The Mudcat Café TM
Thread #82028   Message #2213797
Posted By: Amos
12-Dec-07 - 09:53 AM
Thread Name: BS: Popular views of the Bush Administration
Subject: RE: BS: Popular views of the Bush Administration
"...We know what is behind President Bush's sudden enthusiasm for fiscal discipline after years of running up deficits and debt: political posturing, just in time for the 2008 election. But one should not forget the damage that his administration has also inflicted by shortchanging important domestic programs in favor of tax cuts for the wealthy and his never-ending Iraq war.

A case in point is the worsening bureaucratic delays at the chronically underfunded Social Security Administration that have kept hundreds of thousands of disabled Americans from timely receipt of their Social Security disability benefits.

As laid out by Erik Eckholm in The Times on Monday, the backlog of applicants who are awaiting a decision after appealing an initial rejection has soared to 755,000 from 311,000 in 2000. The average wait for an appeals hearing now exceeds 500 days, twice as long as applicants had to wait in 2000.

Typically two-thirds of those who appeal eventually win their cases. But during the long wait, their conditions may worsen and their lives often fall apart. More and more people have lost their homes, declared bankruptcy or even died while awaiting an appeals hearing.

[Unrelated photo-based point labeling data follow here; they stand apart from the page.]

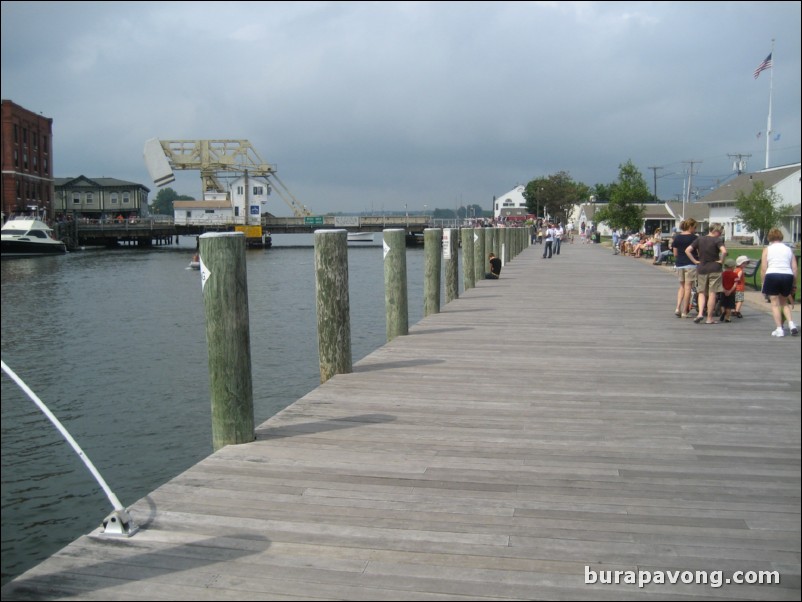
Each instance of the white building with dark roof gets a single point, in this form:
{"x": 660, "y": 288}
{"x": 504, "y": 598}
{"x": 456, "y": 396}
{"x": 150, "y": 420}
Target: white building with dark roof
{"x": 784, "y": 181}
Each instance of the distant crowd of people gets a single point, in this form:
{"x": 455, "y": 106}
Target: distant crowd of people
{"x": 709, "y": 281}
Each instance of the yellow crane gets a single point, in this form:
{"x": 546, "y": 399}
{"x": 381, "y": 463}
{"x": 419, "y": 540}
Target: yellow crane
{"x": 213, "y": 158}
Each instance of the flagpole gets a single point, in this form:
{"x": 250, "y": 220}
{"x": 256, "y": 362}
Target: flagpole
{"x": 771, "y": 93}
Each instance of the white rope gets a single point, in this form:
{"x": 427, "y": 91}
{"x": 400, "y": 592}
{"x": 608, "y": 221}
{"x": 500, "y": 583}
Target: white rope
{"x": 109, "y": 493}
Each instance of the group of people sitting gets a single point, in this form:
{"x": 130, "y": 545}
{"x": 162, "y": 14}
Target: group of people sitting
{"x": 637, "y": 243}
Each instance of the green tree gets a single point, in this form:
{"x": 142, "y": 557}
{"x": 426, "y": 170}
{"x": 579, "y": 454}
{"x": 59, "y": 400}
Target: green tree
{"x": 627, "y": 195}
{"x": 554, "y": 196}
{"x": 471, "y": 212}
{"x": 760, "y": 210}
{"x": 163, "y": 203}
{"x": 444, "y": 214}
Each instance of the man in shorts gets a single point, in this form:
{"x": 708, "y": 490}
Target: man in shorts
{"x": 711, "y": 254}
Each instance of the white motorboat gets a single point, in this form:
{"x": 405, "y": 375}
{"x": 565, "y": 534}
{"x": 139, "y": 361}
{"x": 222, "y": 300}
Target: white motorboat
{"x": 29, "y": 237}
{"x": 360, "y": 237}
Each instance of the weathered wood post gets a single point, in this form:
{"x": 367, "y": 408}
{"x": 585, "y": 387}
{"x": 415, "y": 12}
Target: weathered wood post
{"x": 432, "y": 247}
{"x": 395, "y": 283}
{"x": 451, "y": 256}
{"x": 479, "y": 257}
{"x": 333, "y": 309}
{"x": 467, "y": 258}
{"x": 225, "y": 298}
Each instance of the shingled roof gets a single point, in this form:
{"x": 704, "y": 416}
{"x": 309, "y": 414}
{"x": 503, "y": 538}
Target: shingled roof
{"x": 743, "y": 183}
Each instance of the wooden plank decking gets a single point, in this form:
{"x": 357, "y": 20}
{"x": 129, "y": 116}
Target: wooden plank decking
{"x": 557, "y": 419}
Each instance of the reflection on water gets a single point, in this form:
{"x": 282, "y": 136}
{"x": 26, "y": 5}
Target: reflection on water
{"x": 113, "y": 341}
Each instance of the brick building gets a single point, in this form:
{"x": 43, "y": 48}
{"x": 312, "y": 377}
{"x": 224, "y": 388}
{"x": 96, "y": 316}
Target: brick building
{"x": 26, "y": 142}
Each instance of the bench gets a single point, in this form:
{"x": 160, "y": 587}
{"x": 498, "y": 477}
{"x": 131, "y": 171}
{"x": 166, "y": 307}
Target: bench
{"x": 751, "y": 269}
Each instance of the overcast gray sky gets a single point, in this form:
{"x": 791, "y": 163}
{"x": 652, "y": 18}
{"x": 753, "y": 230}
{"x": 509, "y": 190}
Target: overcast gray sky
{"x": 382, "y": 105}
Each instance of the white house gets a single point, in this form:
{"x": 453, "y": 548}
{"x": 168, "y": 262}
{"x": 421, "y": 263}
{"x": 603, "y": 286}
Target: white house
{"x": 243, "y": 204}
{"x": 510, "y": 204}
{"x": 784, "y": 180}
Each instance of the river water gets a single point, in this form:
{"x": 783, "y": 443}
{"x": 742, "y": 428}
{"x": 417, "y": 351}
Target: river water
{"x": 114, "y": 342}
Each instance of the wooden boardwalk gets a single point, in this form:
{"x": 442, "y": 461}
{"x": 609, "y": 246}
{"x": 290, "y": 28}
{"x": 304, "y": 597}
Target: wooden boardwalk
{"x": 543, "y": 429}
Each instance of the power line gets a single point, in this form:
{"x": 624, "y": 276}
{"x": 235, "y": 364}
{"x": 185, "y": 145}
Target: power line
{"x": 654, "y": 170}
{"x": 739, "y": 166}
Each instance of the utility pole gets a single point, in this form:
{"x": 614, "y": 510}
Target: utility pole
{"x": 690, "y": 180}
{"x": 739, "y": 166}
{"x": 654, "y": 169}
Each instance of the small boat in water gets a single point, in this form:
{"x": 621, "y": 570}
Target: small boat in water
{"x": 29, "y": 237}
{"x": 360, "y": 237}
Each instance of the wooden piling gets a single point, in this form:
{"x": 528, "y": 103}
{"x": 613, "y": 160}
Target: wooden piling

In one poignant case described by Mr. Eckholm, a North Carolina woman who is tethered to an oxygen tank 24 hours a day has been waiting three years for a decision. She finally got a hearing last month and is awaiting a final verdict, but, meanwhile, she has lost her apartment and alternates sleeping at her daughter's crowded house and a friend's place.

The cause of the bottlenecks is well known. There are simply too few administrative law judges — 1,025 at present — to keep up with the workload. The Social Security Administration is adopting automated tools and more efficient administrative practices, but virtually everyone agrees that no real dent will be made in the backlog until the agency can hire more judges and support staff.

The blame for this debacle lies mostly with the Republicans. For most of this decade, the administration has held the agency's budget requests down and Republican-dominated Congresses have appropriated less than the administration requested. Now the Democratic-led Congress wants to increase funding to the Social Security Administration, and the White House is resisting.

Last month, Congress passed a $151 billion health, education and labor spending bill that would have given the Social Security Administration $275 million more than the president requested, enough to hire a lot more judges and provide other vital services. But Mr. Bush vetoed that bill as profligate.

Democrats in Congress are working on a compromise to meet Mr. Bush half way on the whole range of domestic spending bills. The White House is not interested in compromise."